Here is an example of the graph it generates:

{0: [1], 1: [4, 3], 2: [4], 3: [4], 4: [0, 2]}

As you can see, the problem is that it is not creating a proper adjacency matrix (3 is connected with 1 but 1 is not in its adjancey matrix) Some of you suggested me an already asked question, but the answer to that question is pretty complex as it generates a very big planar graph, the thing I’m trying to do here is a simple code that generate a small planar graph with 5 vertices. Keep in mind that the planarity of the graph can always be checked with checkplanarity from networkx, more on that here, the issue I need to solve is the adjacency of the matrix.

the reason I'm doing this is to then color the generated graph with four colors using the following function named coloring, and the matrix problem prevents me from coloring it proprely so that same colors never touch. To feed the function coloring with the created graph I do the following:

def coloring(adj, V):
    result = [-1] * V
    result[0] = 0
    available = [False] * V
    # add values to adj matrices
    for y in range(0, V):
        for x in adj[y]:
            if y not in adj[x]:
                adj[x].append(y)

    for u in range(1, V):
        for i in adj[u]:
            if (result[i] != -1):
                available[result[i]] = True
        cr = 0
        while cr < V:
            if (available[cr] == False):
                break

            cr += 1

        result[u] = cr

        for i in adj[u]:
            if (result[i] != -1):
                available[result[i]] = False

    for u in range(V):
        print("Vertex", u, " --->  Color", result[u])

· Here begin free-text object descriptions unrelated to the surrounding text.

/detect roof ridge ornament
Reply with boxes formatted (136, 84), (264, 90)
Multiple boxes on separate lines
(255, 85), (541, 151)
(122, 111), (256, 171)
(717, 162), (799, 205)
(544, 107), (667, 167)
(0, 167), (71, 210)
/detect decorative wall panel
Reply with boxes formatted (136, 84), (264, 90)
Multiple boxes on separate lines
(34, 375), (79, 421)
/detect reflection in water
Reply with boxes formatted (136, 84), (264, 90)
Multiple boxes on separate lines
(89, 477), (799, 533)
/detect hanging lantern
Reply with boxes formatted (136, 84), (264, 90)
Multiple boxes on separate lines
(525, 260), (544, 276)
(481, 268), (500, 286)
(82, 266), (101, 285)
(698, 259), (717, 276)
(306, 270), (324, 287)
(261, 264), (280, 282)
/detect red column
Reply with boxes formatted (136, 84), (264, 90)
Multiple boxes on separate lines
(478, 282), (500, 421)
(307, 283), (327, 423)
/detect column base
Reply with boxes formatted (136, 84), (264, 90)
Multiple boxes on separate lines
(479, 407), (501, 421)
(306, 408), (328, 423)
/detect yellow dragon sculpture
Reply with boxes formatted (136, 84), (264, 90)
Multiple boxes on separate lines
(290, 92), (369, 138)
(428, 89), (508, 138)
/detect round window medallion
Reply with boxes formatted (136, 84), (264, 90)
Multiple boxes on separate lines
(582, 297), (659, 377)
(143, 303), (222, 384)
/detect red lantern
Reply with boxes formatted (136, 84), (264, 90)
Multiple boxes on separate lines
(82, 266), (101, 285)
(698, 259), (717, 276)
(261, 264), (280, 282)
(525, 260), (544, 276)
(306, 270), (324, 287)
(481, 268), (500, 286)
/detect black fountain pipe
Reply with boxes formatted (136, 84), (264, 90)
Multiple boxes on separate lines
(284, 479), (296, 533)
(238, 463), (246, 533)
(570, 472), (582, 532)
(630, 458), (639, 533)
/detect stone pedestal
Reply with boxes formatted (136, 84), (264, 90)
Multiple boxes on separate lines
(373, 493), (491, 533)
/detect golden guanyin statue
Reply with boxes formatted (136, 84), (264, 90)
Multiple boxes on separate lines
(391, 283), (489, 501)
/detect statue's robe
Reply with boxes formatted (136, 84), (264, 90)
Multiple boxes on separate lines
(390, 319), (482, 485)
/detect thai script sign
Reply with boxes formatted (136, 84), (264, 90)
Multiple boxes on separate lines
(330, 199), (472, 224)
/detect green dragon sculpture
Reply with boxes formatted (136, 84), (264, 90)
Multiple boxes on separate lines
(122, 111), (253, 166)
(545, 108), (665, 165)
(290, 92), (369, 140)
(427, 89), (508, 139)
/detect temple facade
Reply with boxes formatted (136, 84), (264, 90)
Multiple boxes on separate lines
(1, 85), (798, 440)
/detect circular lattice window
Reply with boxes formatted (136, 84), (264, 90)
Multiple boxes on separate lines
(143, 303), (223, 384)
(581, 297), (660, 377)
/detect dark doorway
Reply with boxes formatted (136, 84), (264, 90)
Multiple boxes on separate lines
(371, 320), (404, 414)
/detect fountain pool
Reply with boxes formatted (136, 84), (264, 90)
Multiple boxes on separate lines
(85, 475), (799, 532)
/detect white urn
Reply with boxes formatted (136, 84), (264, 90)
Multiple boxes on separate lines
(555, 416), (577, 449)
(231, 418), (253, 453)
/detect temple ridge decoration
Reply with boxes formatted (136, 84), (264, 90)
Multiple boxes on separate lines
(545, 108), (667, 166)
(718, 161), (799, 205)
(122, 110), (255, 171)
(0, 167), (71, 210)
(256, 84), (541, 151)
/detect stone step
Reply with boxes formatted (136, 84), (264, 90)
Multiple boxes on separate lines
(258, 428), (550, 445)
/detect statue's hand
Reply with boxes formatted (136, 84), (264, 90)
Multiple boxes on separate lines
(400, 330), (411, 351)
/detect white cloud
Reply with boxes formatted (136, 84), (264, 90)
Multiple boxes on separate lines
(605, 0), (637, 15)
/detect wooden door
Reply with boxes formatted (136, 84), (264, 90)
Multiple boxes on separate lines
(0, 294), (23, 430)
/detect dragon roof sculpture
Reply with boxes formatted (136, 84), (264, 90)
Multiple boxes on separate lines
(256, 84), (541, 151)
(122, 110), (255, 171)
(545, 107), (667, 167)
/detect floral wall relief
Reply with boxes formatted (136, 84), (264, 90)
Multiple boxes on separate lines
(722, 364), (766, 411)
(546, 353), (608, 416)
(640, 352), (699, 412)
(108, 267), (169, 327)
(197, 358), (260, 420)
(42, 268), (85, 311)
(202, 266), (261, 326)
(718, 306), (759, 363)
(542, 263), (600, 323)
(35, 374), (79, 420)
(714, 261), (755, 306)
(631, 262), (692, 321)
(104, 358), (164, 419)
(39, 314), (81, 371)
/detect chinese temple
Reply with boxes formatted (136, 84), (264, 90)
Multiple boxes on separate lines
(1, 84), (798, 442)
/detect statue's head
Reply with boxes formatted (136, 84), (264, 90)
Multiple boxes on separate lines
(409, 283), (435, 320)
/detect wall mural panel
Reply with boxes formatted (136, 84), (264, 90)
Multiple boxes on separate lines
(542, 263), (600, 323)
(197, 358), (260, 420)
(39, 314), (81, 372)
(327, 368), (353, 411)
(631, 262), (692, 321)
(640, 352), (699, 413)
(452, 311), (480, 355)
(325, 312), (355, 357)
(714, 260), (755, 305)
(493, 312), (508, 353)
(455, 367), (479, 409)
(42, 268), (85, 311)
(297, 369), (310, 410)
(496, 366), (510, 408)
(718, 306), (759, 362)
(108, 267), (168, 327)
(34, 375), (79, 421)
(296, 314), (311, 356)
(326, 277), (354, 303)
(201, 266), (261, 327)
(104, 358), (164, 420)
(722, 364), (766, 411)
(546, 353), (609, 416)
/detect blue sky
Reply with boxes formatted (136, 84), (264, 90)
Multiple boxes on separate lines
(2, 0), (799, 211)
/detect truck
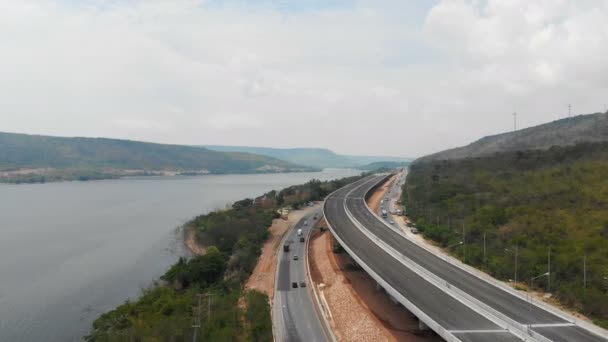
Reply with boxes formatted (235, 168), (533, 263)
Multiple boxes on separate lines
(300, 236), (305, 243)
(297, 228), (303, 236)
(381, 209), (388, 218)
(283, 243), (290, 252)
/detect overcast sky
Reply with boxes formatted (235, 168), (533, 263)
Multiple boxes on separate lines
(2, 1), (607, 157)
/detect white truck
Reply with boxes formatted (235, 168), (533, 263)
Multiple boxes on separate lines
(297, 228), (303, 236)
(381, 209), (388, 218)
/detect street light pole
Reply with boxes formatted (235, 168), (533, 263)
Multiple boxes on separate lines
(483, 232), (486, 265)
(583, 254), (587, 295)
(548, 248), (551, 292)
(447, 241), (464, 250)
(530, 272), (550, 290)
(505, 246), (519, 283)
(462, 223), (466, 263)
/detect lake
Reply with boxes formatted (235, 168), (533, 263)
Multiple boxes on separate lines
(0, 169), (361, 342)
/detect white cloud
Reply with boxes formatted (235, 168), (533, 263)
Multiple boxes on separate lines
(0, 0), (607, 157)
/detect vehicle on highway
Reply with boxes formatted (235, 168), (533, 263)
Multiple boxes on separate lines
(381, 209), (388, 218)
(411, 228), (418, 234)
(389, 220), (394, 225)
(300, 236), (305, 242)
(283, 243), (290, 252)
(297, 228), (303, 236)
(292, 282), (298, 288)
(293, 255), (299, 260)
(304, 220), (308, 226)
(300, 281), (306, 287)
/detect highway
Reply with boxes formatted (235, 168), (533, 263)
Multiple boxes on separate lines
(274, 209), (327, 342)
(325, 175), (608, 342)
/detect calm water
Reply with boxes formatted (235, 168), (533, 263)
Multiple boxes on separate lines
(0, 169), (360, 342)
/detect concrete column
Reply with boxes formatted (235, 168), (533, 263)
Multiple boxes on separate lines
(418, 320), (429, 331)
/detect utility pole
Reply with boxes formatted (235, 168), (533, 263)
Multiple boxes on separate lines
(192, 294), (203, 342)
(208, 293), (212, 319)
(568, 104), (572, 118)
(513, 112), (517, 131)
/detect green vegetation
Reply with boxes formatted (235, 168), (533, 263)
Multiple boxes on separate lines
(0, 132), (313, 183)
(405, 142), (608, 327)
(87, 174), (365, 341)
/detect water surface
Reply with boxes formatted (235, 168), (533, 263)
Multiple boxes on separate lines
(0, 169), (360, 342)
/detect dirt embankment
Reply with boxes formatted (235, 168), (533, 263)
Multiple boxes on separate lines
(368, 175), (395, 213)
(184, 227), (206, 256)
(245, 205), (321, 299)
(309, 217), (441, 342)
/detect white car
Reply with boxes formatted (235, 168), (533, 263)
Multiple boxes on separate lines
(389, 220), (395, 225)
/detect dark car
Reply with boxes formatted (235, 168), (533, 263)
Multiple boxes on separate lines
(292, 282), (298, 288)
(293, 255), (299, 260)
(300, 281), (306, 287)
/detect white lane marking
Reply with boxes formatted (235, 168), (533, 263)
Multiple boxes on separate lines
(529, 323), (577, 328)
(448, 329), (509, 334)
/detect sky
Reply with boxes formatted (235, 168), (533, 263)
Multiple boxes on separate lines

To feed the function coloring with the created graph d I do the following:

coloring([node for node in d.values()], 5)

Answer 1

Let's do this with numpy.

1. Let's create a random matrix with random number between 0 to 9 of size nxn = 5x5
2. Next, let's sum the matrix with its transpose to ensure that it is symmetrix
3. Fix the diagonal with np.fill_diagonal to remove self loops
4. Define a condition connectivity, the larger it is, lower the number of connections in your random graph.
5. Finally convert the matrix into a dictionary
6. Plot.

import numpy as np
import networkx as nx

def random_graph(vertices, connectivity):
    #Creates random symmetric graph
    arr = np.random.randint(0,10,(vertices,vertices))
    sym = (arr+arr.T)
    
    #removing self loops with fixing diagonal
    np.fill_diagonal(sym,0)
    
    #connectivity of graph -> 0 for highest connections, 9 for least connections
    mat = (sym>connectivity).astype(int)
    
    #convert to dictionary
    G = {k:[i for i,j in enumerate(v) if j==1] for k,v in enumerate(mat)}
    return G

Generating graph with high connections (connectivity = 0) -

G = random_graph(5, 0)
g = nx.Graph(G)
print(G)
nx.draw(g)

{0: [1, 2, 3, 4],
 1: [0, 2, 3, 4],
 2: [0, 1, 3, 4],
 3: [0, 1, 2, 4],
 4: [0, 1, 2, 3]}

Generating graph with lower connections (connectivity = 8) -

G = random_graph(5, 8)
g = nx.Graph(G)
print(G)
nx.draw(g)

{0: [2, 3], 
 1: [2, 3, 4], 
 2: [0, 1, 4], 
 3: [0, 1], 
 4: [1, 2]}

Answer 2

With a slight modification to your code, you can symmetrize your graph:

import random
random.seed(0)

q = [0, 1, 2, 3, 4]
d = {i: set(random.sample([j for j in q if i != j], random.randrange(1, len(q) - 1)))
     for i in q}

Now symmetrize:

for node in d:
    for link_target in d[node]:
        d[link_target].add(node)

This way nodes are not connected to themselves, just as in your code. You still have to verify whether the graph is planar.

Set the number of edges

If you wish to fix the number of edges to k, here's what you can do:

1. generate a triangular matrix with zeros in the diagonal, using zeros (false) and ones (true) to represent connectivity between edges. You can do it by random shuffling k ones and N*(N-1)/2 zeros and distributing them onto non-diagonal places of the triangular matrix.
2. add the transpose of the matrix to itself
3. convert the matrix to the dictionary format you prefer.

Note: you still have to confirm whether the graph is planar.